Mexico’s farmer associations are teaming up and pushing back through legal battles in opposition to a presidential decree to ban genetically modified (GM) maize and glyphosate in Mexico by 2024.
 
The Mexican government led by Andres Manuel Lopez Obrador (AMLO) has carried out a battle against scientific innovation in the country’s farm fields over the three years of his administration, attacking biotechnological crops and agricultural supplies. Earlier this year, AMLO enacted a decree to phase out the use of the herbicide glyphosate and the cultivation of GM corn, as well as GM corn imports, by 2024, arguing both products present health risks.
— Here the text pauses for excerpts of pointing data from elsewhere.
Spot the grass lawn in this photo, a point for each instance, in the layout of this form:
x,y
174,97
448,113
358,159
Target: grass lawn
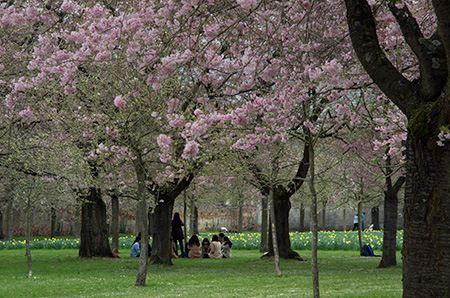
x,y
60,273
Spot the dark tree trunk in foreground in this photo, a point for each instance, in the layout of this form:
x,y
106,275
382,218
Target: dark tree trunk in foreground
x,y
302,218
426,103
390,218
264,225
2,236
53,221
9,221
115,221
376,218
94,232
162,218
282,206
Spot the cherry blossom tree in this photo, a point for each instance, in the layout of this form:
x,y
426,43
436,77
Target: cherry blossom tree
x,y
421,93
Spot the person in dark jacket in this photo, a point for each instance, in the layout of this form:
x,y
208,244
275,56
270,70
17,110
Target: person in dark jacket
x,y
177,232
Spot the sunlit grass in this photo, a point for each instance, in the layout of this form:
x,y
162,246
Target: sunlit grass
x,y
328,240
61,273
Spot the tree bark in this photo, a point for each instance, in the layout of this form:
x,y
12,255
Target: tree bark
x,y
273,220
2,236
282,206
27,237
425,102
161,248
52,221
324,218
115,221
302,218
314,223
9,221
376,218
94,233
165,196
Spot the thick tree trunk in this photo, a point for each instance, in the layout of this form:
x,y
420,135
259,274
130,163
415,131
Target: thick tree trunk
x,y
390,230
27,237
240,217
94,233
115,221
161,248
302,218
324,218
77,219
264,225
273,220
2,236
9,221
282,206
376,218
426,257
53,221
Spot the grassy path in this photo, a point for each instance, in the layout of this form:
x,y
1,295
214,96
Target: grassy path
x,y
60,273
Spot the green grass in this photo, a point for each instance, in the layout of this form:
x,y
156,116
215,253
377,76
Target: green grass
x,y
60,273
332,240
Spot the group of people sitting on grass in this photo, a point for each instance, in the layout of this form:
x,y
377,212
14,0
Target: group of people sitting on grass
x,y
219,247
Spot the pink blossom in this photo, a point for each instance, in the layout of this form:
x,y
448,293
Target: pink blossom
x,y
112,132
165,157
119,102
190,150
247,4
68,6
27,113
103,56
164,142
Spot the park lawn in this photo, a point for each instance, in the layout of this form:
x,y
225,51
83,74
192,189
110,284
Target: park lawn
x,y
60,273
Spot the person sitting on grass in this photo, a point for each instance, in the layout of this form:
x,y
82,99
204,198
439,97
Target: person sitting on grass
x,y
205,246
226,247
215,249
174,248
194,248
136,248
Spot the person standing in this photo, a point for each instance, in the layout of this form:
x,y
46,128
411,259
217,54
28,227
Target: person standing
x,y
177,232
215,249
355,223
194,248
135,251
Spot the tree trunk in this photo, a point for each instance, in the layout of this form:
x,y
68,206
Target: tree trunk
x,y
138,219
94,232
390,230
344,218
302,218
185,215
359,229
9,221
115,221
324,218
425,101
273,221
77,219
2,236
314,224
376,218
52,221
240,216
426,261
161,248
264,225
282,206
27,237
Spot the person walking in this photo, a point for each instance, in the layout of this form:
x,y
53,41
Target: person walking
x,y
177,232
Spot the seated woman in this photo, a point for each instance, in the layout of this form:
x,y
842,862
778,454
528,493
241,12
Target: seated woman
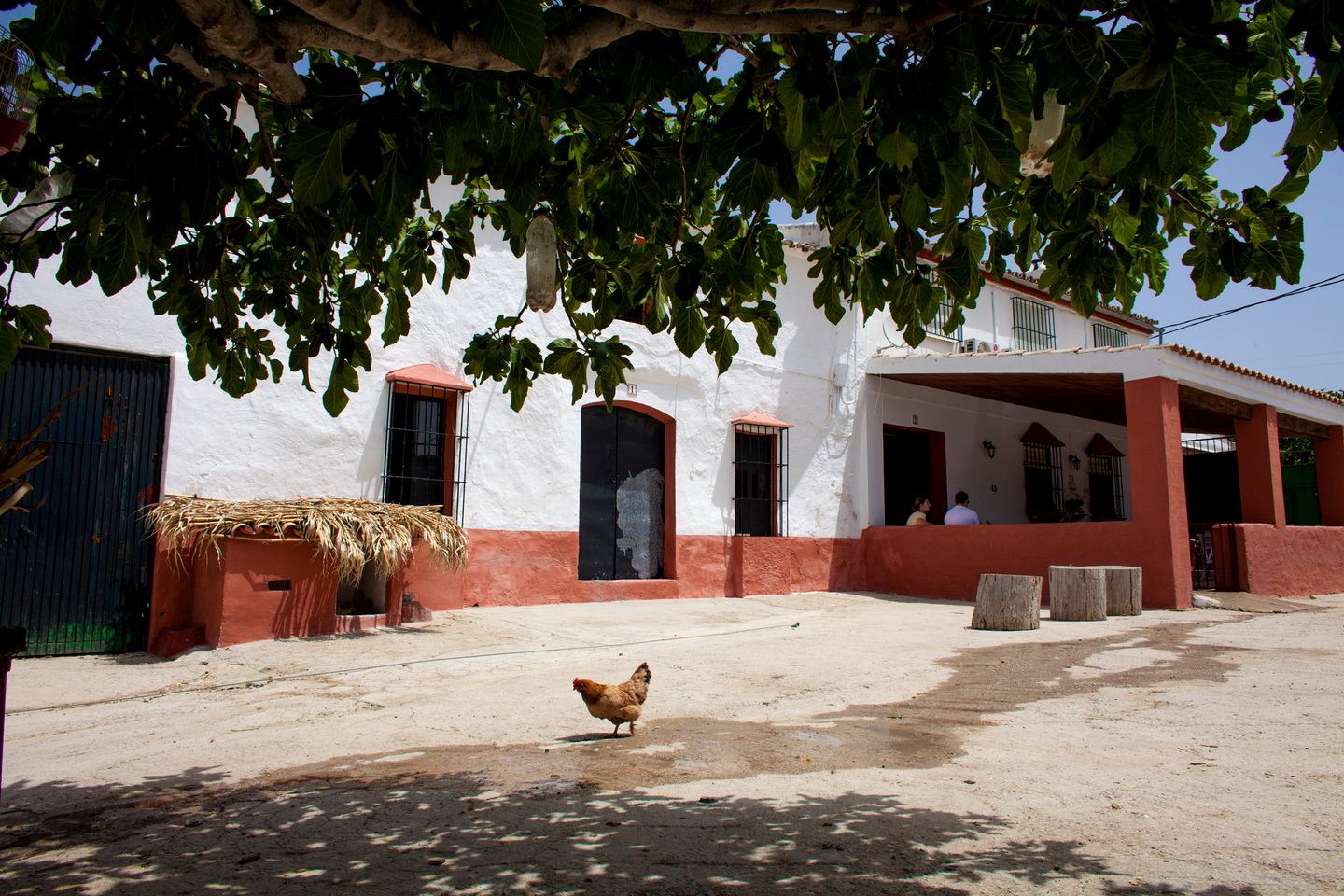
x,y
919,514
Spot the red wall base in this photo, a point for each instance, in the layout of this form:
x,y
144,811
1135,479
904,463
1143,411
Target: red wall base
x,y
1289,562
259,589
946,560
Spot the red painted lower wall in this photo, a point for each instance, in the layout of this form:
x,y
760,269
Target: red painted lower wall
x,y
257,589
1288,562
946,560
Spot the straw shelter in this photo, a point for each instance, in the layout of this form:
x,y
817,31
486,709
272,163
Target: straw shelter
x,y
348,534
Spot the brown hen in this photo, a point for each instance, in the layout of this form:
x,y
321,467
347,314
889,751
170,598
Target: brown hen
x,y
619,704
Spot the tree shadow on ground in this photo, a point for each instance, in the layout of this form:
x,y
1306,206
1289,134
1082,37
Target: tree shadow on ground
x,y
455,833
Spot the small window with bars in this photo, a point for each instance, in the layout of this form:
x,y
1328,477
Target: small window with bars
x,y
1105,480
761,480
1108,336
938,326
1032,326
427,448
1043,473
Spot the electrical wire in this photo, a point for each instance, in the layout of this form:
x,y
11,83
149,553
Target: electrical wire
x,y
1206,318
295,676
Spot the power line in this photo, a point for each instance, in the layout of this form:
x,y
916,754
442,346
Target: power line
x,y
1206,318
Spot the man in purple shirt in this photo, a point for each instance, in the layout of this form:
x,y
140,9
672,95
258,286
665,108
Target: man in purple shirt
x,y
961,513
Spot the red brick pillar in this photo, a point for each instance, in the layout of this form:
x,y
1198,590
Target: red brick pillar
x,y
1157,485
1260,469
1329,476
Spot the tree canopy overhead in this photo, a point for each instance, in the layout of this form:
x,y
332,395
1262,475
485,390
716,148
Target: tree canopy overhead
x,y
266,162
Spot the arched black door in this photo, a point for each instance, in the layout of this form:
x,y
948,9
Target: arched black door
x,y
622,479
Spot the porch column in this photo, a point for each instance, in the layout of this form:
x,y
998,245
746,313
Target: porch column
x,y
1157,483
1329,476
1260,469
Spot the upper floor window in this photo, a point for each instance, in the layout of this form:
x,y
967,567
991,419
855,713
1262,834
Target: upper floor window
x,y
938,327
1043,471
1108,336
1105,480
427,440
1032,326
760,476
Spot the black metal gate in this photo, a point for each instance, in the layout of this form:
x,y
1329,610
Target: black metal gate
x,y
622,468
76,571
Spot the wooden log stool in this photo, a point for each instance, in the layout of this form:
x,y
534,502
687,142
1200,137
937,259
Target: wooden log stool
x,y
1007,603
1124,592
1077,594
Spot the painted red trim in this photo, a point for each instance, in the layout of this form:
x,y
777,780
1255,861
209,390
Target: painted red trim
x,y
669,540
940,500
1329,476
1035,292
1111,317
761,419
429,375
1260,469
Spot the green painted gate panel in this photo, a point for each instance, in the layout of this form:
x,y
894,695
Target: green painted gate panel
x,y
76,569
1301,503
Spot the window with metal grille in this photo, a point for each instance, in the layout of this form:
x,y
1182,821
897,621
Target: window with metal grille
x,y
427,448
1043,471
1108,336
940,321
1106,486
1105,480
761,480
1032,326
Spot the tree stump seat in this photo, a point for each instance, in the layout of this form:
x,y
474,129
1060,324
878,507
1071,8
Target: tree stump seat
x,y
1092,593
1007,603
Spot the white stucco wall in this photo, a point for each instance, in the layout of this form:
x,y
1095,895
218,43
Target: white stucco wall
x,y
522,468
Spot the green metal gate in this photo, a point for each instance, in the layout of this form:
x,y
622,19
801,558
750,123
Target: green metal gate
x,y
1301,503
76,568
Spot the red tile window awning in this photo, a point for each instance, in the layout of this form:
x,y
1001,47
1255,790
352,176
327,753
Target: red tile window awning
x,y
1102,448
1038,434
761,419
429,375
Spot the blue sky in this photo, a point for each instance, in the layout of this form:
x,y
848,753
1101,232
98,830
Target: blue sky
x,y
1300,337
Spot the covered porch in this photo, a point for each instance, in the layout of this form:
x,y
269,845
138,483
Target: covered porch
x,y
1156,394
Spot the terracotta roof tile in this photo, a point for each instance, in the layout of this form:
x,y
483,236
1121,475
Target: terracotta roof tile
x,y
1246,371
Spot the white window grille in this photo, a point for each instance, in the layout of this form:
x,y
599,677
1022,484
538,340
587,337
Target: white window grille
x,y
1108,336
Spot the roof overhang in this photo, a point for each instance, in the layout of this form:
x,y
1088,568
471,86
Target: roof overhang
x,y
1090,385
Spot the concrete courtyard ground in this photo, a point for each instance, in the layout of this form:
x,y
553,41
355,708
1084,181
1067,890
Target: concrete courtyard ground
x,y
816,743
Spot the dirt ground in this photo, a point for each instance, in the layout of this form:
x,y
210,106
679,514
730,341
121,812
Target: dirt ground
x,y
818,743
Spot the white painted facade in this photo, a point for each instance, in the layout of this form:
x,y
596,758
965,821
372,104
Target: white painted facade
x,y
522,468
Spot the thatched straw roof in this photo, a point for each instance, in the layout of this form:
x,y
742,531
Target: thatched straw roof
x,y
348,532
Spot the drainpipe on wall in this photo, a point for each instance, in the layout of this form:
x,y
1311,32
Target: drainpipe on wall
x,y
12,641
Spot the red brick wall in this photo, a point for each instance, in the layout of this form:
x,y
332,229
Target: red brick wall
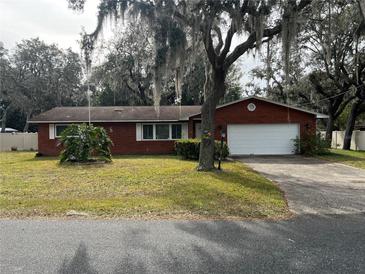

He contends that boosting traditional corn supplies domestically should be prioritized.
 
The prohibitions on GM corn have profound implications, according to the Institute for Agriculture & Trade Policy. The immediate ban on permits for the cultivation of GM corn formalizes current restrictions ordered by Mexican courts in 2013, while the import ban is presented as part of the Lopez-Obrador administration’s goals of promoting greater food self-sufficiency in corn.
 
Some environmental organizations quickly praised the decree, celebrating it as the first step in Mexico achieving self-sufficiency. But while Greenpeace Mexico declared that “these are important steps in moving forward ecological production that preserves biodiversity and agrobiodiversity,” farmers were worried. They decided to push back and move the debate from their fields to the courts.